What kind of person are you looking for?
We are looking for a true fundraising professional who is proud of their past success but has the drive and ambition to achieve so much more. Inspiring and collaborative leadership is essential. Experience in fundraising is very important to us as we are developing new ways of generating income. But at the heart of what we really want is a professional who will embrace what we are trying to achieve and will instinctively innovate and shape our income generation strategy and activities to achieve our ambition.
Members of the Foyle Stroke Support Group, Make May Purple - Derry/Londonderry
Why would someone want to work for the Stroke Association?
There is a palpable energy and momentum developing around the charity. What makes us confident about our work, and where we are heading, is that we never lose sight of our values and why we are here. Our ambition calls for dynamic individuals who are dedicated to making a real difference to the lives of stroke survivors.

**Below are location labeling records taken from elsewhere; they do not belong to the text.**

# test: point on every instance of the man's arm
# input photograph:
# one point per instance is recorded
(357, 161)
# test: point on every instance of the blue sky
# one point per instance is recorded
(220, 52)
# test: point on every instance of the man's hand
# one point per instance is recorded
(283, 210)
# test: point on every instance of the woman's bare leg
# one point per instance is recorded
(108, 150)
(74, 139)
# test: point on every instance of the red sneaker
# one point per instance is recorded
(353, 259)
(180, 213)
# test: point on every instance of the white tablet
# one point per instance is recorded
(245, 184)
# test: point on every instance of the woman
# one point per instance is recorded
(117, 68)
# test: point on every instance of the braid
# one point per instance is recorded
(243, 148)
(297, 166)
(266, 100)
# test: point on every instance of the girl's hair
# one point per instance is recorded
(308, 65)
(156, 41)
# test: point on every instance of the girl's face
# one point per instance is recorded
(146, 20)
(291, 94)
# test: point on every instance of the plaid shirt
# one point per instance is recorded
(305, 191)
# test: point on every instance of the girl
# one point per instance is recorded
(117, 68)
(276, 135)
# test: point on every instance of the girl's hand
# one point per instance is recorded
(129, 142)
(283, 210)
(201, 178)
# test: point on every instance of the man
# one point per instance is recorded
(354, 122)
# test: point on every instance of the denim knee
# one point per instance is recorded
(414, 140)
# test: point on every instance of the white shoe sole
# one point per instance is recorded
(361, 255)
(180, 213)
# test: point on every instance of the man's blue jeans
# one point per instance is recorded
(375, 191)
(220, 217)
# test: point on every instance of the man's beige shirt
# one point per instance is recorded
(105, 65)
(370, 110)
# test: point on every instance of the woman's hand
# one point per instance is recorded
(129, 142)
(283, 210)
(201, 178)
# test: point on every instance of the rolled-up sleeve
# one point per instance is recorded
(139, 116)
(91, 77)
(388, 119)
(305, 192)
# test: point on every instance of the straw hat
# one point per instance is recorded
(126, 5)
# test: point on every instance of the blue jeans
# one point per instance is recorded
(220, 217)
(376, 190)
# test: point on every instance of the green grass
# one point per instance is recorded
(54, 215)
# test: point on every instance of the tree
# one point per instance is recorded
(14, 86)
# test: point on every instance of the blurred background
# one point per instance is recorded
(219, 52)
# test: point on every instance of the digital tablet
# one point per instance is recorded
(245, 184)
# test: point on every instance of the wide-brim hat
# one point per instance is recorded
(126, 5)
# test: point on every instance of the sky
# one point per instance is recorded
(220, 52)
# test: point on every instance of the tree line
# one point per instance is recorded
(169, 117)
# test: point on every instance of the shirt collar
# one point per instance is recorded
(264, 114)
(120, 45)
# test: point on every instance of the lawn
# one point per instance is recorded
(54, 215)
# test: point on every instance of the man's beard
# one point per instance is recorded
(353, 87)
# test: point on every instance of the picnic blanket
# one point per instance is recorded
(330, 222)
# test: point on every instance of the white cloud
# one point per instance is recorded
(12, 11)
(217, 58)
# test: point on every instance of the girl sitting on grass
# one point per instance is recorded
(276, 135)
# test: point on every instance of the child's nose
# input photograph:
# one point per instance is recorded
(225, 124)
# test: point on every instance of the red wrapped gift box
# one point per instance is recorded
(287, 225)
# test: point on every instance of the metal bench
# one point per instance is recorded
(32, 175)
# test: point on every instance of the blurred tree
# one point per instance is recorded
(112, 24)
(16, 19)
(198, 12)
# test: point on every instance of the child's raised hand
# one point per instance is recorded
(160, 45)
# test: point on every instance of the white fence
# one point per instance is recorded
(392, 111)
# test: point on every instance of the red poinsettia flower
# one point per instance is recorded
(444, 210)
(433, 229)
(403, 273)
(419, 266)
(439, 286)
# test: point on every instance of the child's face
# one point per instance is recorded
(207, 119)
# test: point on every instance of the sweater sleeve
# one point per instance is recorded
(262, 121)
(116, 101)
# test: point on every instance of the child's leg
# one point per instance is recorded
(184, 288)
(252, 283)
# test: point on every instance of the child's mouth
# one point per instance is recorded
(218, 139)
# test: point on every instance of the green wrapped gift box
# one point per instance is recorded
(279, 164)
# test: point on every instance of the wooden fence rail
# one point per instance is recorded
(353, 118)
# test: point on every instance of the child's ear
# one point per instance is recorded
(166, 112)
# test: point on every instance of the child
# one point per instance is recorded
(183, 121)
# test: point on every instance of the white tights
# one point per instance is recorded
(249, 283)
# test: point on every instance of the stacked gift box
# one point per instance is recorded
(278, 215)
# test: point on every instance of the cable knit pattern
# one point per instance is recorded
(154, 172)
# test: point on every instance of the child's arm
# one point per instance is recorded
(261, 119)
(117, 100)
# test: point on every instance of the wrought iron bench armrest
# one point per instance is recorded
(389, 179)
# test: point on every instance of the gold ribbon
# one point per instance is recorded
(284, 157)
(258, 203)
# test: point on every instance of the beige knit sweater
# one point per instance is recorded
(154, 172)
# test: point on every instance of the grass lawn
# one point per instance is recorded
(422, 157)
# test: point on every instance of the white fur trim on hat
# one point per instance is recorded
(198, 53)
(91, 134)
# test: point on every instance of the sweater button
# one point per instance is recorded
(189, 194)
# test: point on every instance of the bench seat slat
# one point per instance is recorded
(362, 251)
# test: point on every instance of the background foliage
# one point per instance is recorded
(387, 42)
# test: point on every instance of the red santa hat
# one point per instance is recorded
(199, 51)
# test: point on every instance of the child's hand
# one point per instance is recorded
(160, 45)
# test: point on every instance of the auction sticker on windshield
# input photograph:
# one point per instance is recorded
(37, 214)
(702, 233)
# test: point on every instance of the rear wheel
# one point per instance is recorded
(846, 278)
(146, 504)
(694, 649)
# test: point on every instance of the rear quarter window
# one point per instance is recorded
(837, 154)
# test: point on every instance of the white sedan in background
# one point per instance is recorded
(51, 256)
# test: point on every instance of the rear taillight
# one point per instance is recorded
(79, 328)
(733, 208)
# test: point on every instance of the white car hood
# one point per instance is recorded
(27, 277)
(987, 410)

What are the highlights of the role?
This is a time of real transformation for the Stroke Association, and this role will be at the forefront, instilling a new fundraising culture across the charity and shaping a new innovative five-year income generation strategy that will ensure we can help more stroke survivors than ever before.
And the most challenging?
We have an enormous amount going on both from a strategic and operational perspective, so balancing these demands is a real challenge. However, we are laying the foundations of an even more supportive, accountable culture. We are aiming for collaborative change, but we’ll also need courage and resilience to make some difficult decisions
What opportunities for personal development are there?
As chief executive, I am a great supporter of personal development. In addition to our professional and personal development programme, every opportunity and milestone this role brings will provide a chance for learning and growth.
Do you have any insider tips for applicants?
Make sure you are committed to our values and behaviours. Understand what being an effective corporate leader means. Demonstrate your proven ability as a fundraising director plus your creativity to take us to the next stage of organisational impact and success.
How would you sum up what it’s like to work for the Stroke Association?
There’s no doubt that the Stroke Association is a truly special place to work, full of incredibly talented and committed people. Each day will bring something new to inspire, encourage, or drive you to achieve great things for the benefit of stroke survivors and their families.